If the Supreme Court holds that patents involve private rights, then inter partes review proceedings as currently designed may be unconstitutional. Any ruling on the constitutionality of inter partes review proceedings would impact post-grant review proceedings as well. In such an event, Congress might look to the evolution of bankruptcy law for guidance. For example, instead of providing a right of appeal to the Federal Circuit, the new inter partes review proceeding might provide a first right to appeal to the district courts. In addition, a revamped inter partes review statute based on a bankruptcy model would likely characterise the PTAB as a ‘unit’ of the district court that could issue proposed findings of fact and conclusions of law on validity, reviewable de novo. Even with de novo review of PTAB's validity determinations and the inherent loss of efficiency, inter partes reviews might still have value in cases where there is a significant validity issue, providing for streamlined determinations in such situations.
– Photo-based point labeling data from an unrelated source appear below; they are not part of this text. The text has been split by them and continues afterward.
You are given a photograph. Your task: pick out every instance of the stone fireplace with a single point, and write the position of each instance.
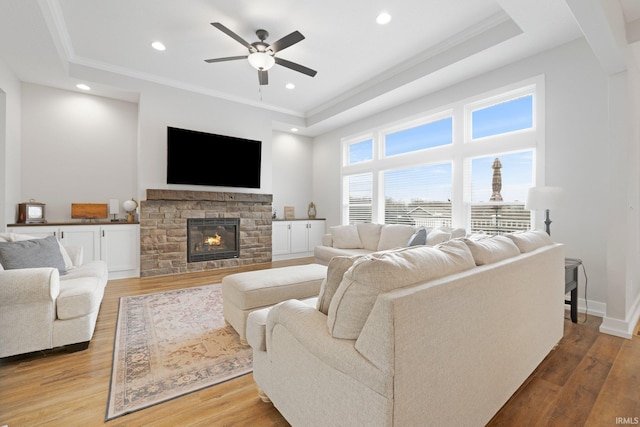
(167, 234)
(212, 238)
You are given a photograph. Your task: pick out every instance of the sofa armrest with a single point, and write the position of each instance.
(28, 285)
(309, 327)
(76, 254)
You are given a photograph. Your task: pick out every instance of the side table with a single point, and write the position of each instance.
(571, 285)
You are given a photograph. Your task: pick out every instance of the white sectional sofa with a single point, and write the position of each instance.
(52, 304)
(421, 335)
(366, 238)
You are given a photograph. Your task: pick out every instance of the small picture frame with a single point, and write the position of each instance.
(289, 212)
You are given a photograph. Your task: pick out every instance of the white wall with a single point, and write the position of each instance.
(76, 148)
(9, 144)
(292, 174)
(576, 150)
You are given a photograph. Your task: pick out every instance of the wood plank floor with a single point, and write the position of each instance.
(590, 379)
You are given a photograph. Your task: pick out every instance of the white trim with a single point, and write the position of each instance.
(622, 328)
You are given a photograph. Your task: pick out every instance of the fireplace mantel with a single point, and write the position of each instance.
(184, 195)
(163, 228)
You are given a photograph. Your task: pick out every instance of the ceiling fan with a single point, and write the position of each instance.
(262, 55)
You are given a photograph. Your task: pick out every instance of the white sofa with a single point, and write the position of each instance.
(40, 308)
(366, 238)
(415, 336)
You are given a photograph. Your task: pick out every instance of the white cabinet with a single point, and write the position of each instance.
(280, 238)
(120, 249)
(86, 236)
(296, 239)
(116, 244)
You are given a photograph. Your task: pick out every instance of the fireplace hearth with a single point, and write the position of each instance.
(212, 239)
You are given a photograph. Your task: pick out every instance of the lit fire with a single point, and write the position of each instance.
(213, 240)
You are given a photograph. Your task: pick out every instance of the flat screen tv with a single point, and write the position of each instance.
(201, 158)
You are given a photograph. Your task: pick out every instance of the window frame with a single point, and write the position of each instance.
(459, 153)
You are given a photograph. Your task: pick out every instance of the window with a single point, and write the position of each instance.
(418, 196)
(429, 172)
(359, 198)
(508, 116)
(420, 137)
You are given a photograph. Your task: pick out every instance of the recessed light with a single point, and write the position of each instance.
(158, 46)
(383, 18)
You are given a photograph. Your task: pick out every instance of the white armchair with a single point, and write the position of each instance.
(40, 309)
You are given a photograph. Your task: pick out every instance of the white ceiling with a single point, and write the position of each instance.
(362, 67)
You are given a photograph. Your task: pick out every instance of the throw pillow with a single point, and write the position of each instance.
(528, 241)
(395, 236)
(335, 271)
(369, 233)
(381, 272)
(15, 237)
(418, 238)
(494, 249)
(32, 254)
(345, 237)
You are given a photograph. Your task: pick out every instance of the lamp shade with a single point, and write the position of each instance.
(261, 61)
(114, 207)
(543, 198)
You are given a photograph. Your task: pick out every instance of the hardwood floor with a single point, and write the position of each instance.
(589, 379)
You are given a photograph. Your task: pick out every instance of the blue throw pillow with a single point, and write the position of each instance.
(32, 253)
(418, 238)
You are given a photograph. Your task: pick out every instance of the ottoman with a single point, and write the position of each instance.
(245, 292)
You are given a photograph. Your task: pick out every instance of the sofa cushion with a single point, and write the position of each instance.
(382, 272)
(528, 241)
(335, 271)
(32, 253)
(493, 249)
(395, 236)
(437, 236)
(369, 233)
(79, 297)
(345, 237)
(418, 238)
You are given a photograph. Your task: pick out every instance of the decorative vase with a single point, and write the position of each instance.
(311, 212)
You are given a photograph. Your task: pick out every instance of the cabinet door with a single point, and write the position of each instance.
(280, 237)
(86, 236)
(316, 231)
(299, 236)
(119, 248)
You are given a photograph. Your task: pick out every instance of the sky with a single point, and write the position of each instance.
(433, 182)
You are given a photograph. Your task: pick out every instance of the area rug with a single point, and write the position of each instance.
(171, 343)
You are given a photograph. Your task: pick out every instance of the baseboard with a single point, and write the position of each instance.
(592, 308)
(622, 328)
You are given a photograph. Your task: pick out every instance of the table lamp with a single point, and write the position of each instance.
(546, 198)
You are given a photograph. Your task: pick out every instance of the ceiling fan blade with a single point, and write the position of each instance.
(296, 67)
(233, 35)
(287, 41)
(228, 58)
(263, 77)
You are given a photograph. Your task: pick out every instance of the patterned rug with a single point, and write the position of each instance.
(171, 343)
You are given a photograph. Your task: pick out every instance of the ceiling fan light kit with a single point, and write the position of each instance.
(261, 61)
(262, 56)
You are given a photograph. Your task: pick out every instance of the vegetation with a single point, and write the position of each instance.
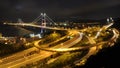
(6, 49)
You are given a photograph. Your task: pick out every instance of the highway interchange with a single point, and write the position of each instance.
(43, 51)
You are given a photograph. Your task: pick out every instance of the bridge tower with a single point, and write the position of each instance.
(43, 23)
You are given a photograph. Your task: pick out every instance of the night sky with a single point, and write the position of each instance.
(28, 10)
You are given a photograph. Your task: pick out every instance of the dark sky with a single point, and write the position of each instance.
(28, 10)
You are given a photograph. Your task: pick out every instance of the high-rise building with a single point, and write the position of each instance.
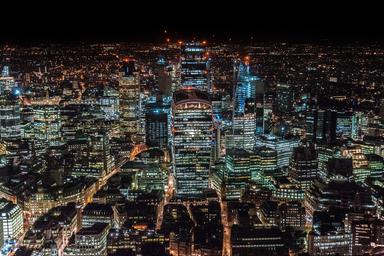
(47, 126)
(261, 240)
(328, 235)
(192, 140)
(303, 166)
(244, 108)
(237, 173)
(10, 124)
(129, 88)
(266, 161)
(90, 241)
(195, 66)
(157, 124)
(7, 82)
(292, 214)
(97, 213)
(321, 126)
(92, 155)
(284, 99)
(11, 221)
(283, 146)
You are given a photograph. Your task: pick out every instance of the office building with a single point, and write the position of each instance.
(283, 146)
(195, 66)
(237, 174)
(303, 167)
(284, 99)
(89, 241)
(247, 241)
(157, 125)
(192, 141)
(129, 90)
(11, 222)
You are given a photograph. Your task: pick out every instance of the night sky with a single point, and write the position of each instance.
(145, 21)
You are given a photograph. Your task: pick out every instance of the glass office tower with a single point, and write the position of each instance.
(192, 141)
(195, 66)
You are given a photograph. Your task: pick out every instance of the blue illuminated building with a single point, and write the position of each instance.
(195, 66)
(157, 124)
(192, 141)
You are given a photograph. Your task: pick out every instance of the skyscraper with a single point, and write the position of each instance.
(303, 165)
(195, 66)
(192, 141)
(244, 108)
(156, 126)
(284, 99)
(129, 88)
(11, 221)
(46, 125)
(10, 126)
(237, 173)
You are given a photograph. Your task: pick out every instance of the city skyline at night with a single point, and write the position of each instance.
(203, 130)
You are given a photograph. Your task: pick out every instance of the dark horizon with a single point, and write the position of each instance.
(39, 23)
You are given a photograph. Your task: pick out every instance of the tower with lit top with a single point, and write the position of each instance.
(192, 141)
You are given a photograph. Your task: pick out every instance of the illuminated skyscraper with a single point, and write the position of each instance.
(156, 125)
(129, 87)
(46, 126)
(303, 165)
(244, 108)
(11, 221)
(192, 141)
(7, 83)
(237, 173)
(195, 66)
(283, 146)
(9, 117)
(284, 99)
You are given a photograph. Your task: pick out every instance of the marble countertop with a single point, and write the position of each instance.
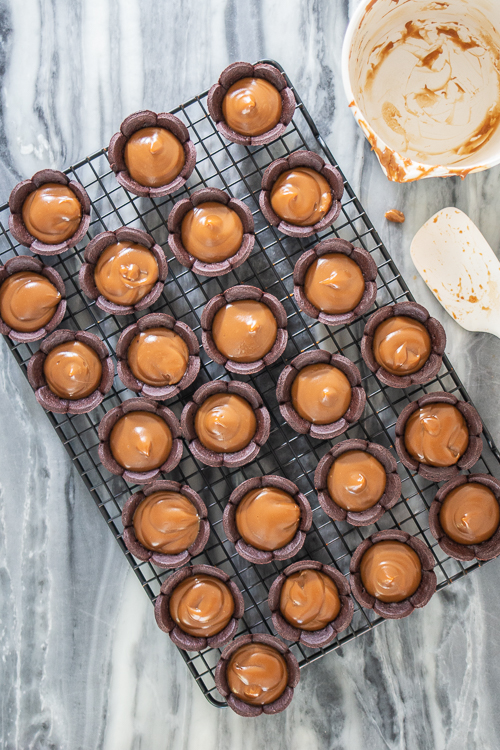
(83, 664)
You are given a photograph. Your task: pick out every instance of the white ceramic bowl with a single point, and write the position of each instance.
(367, 16)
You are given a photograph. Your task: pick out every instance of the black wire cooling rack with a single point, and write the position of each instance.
(238, 170)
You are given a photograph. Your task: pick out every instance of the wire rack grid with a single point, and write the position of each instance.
(238, 170)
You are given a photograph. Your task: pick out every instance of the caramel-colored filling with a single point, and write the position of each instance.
(140, 441)
(470, 514)
(334, 284)
(321, 394)
(309, 600)
(212, 232)
(257, 674)
(154, 157)
(401, 345)
(158, 357)
(225, 423)
(125, 273)
(52, 213)
(391, 571)
(166, 522)
(28, 301)
(201, 605)
(436, 435)
(301, 197)
(244, 331)
(267, 518)
(356, 481)
(252, 106)
(72, 370)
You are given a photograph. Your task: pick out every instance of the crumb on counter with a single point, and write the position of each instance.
(395, 216)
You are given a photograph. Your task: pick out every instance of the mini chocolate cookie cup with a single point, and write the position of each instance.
(111, 418)
(16, 202)
(239, 706)
(238, 458)
(484, 550)
(157, 320)
(438, 343)
(392, 490)
(182, 639)
(469, 458)
(284, 389)
(27, 263)
(360, 256)
(159, 559)
(235, 72)
(315, 638)
(148, 119)
(394, 610)
(247, 551)
(185, 258)
(46, 397)
(301, 159)
(243, 292)
(94, 250)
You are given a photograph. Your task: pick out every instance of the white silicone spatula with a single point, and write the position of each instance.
(461, 269)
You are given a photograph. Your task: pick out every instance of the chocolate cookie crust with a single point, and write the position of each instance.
(238, 458)
(94, 250)
(301, 159)
(27, 263)
(485, 550)
(46, 397)
(360, 256)
(245, 709)
(469, 458)
(438, 342)
(16, 202)
(148, 119)
(235, 72)
(111, 418)
(157, 320)
(244, 292)
(157, 558)
(182, 208)
(392, 488)
(316, 638)
(394, 610)
(190, 642)
(247, 551)
(284, 388)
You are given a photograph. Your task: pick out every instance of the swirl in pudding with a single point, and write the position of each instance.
(72, 370)
(225, 423)
(245, 330)
(321, 394)
(436, 435)
(158, 357)
(212, 232)
(391, 571)
(28, 301)
(125, 272)
(309, 600)
(470, 514)
(201, 605)
(267, 518)
(154, 156)
(166, 522)
(52, 213)
(257, 674)
(252, 106)
(401, 345)
(301, 197)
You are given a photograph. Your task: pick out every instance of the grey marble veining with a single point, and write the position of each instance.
(83, 665)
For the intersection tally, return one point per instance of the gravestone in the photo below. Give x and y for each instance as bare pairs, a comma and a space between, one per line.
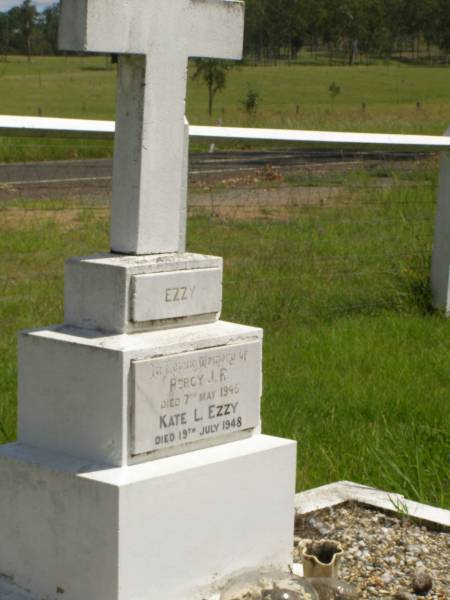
440, 263
140, 471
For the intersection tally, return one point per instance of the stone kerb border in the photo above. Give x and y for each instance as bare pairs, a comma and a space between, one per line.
320, 498
340, 492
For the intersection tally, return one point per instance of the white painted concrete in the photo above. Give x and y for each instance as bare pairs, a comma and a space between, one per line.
157, 530
194, 396
154, 39
74, 385
127, 294
440, 264
176, 294
340, 492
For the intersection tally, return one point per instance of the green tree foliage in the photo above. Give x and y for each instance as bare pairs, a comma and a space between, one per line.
214, 74
279, 29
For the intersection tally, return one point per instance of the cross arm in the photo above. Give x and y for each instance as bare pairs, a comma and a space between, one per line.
216, 29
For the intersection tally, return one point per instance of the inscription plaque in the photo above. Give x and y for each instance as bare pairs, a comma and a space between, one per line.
176, 294
195, 396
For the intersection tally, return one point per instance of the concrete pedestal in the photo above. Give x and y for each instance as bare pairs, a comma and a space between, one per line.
162, 529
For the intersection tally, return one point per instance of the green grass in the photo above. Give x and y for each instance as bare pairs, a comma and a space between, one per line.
356, 365
84, 87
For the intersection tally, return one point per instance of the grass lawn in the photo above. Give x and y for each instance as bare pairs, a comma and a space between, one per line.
84, 87
356, 365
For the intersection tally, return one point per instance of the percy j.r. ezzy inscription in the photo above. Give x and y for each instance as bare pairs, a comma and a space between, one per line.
195, 395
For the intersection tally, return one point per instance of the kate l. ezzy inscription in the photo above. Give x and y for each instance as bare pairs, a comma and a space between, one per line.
193, 396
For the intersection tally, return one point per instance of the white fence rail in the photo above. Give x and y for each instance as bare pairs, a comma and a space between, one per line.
440, 268
41, 126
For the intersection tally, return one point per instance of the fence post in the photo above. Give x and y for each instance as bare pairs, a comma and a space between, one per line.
440, 264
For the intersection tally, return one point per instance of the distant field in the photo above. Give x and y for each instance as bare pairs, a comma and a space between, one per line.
356, 365
396, 98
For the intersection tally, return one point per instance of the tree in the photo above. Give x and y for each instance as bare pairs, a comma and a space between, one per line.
214, 74
22, 24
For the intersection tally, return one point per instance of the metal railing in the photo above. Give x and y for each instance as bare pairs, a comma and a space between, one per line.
440, 268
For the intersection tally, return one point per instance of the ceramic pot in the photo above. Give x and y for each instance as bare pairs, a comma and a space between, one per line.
321, 558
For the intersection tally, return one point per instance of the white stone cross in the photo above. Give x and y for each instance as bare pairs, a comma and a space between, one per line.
155, 39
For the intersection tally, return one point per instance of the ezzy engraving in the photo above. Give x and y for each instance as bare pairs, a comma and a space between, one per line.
180, 294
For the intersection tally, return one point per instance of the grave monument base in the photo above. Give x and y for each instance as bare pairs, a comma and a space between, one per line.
160, 529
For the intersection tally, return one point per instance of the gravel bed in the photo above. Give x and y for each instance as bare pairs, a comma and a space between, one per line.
382, 552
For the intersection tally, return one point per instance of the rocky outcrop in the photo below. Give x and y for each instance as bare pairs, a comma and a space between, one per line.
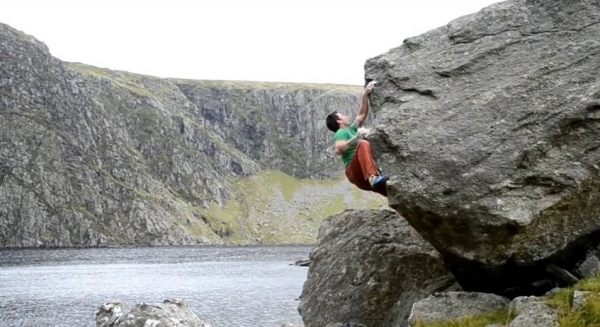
170, 313
94, 157
439, 307
369, 267
489, 128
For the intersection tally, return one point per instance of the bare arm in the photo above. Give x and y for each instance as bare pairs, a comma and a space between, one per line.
363, 111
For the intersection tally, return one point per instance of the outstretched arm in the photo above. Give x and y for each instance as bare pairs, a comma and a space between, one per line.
364, 106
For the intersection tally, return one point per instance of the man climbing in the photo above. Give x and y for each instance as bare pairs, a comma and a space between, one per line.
354, 150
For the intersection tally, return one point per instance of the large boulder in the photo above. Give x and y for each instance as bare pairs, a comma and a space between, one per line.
489, 127
368, 268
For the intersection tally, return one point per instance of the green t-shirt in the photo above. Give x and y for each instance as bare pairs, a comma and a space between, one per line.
345, 134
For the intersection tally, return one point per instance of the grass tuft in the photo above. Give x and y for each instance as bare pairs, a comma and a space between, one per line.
586, 315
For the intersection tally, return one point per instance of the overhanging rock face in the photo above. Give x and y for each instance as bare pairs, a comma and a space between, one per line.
490, 129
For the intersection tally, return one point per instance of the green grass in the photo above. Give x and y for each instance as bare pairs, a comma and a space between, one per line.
587, 315
257, 198
501, 317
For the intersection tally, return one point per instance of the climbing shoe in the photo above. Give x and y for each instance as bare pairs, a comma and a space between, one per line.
377, 181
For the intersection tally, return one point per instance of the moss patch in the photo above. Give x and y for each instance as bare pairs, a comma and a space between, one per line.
586, 315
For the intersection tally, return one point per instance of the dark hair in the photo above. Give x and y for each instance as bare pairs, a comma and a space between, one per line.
331, 122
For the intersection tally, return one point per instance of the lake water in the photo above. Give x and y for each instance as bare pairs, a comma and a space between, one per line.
225, 286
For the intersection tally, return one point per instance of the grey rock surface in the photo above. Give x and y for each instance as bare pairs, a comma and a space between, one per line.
170, 313
489, 128
369, 267
440, 307
531, 311
96, 157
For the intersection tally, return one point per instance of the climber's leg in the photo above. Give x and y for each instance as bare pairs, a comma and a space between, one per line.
363, 172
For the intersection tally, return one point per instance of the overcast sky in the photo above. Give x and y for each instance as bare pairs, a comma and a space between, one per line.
320, 41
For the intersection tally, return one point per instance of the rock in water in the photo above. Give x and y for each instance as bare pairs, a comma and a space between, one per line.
368, 268
171, 313
490, 128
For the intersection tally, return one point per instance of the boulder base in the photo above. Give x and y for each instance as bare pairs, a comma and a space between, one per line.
489, 127
368, 268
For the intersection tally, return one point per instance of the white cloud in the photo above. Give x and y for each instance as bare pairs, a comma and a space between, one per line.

Due to the lost efficiencies with such a revised inter partes review system, litigants must consider whether it makes sense for the patent claims in question. As in bankruptcy law, Congress could also provide various mechanisms to provide for a jury trial before the PTAB where authorised by the district court and consented to by the parties, or provide that filing an inter partes review petition forfeits the right to a jury trial by the petitioner and the patent owner can then decide whether to consent.
Such statutory provisions would seem to ensure that inter partes review proceedings, although before non-Article III judges, comply with Article III and the Seventh Amendment in the future. A sensible alternative to curing any inter partes review deficiencies might also be for Congress to reallocate PTAB resources within the USPTO to more closely scrutinise applications on the front end and seek to eliminate the need for a post-issuance review by the patent office. In light of the long evolution of bankruptcy law, it would be unsurprising if changes to inter partes review proceedings are necessitated by the Supreme Court's forthcoming ruling in Oil States Energy Services, LLC v Greene's Energy Group, LLC.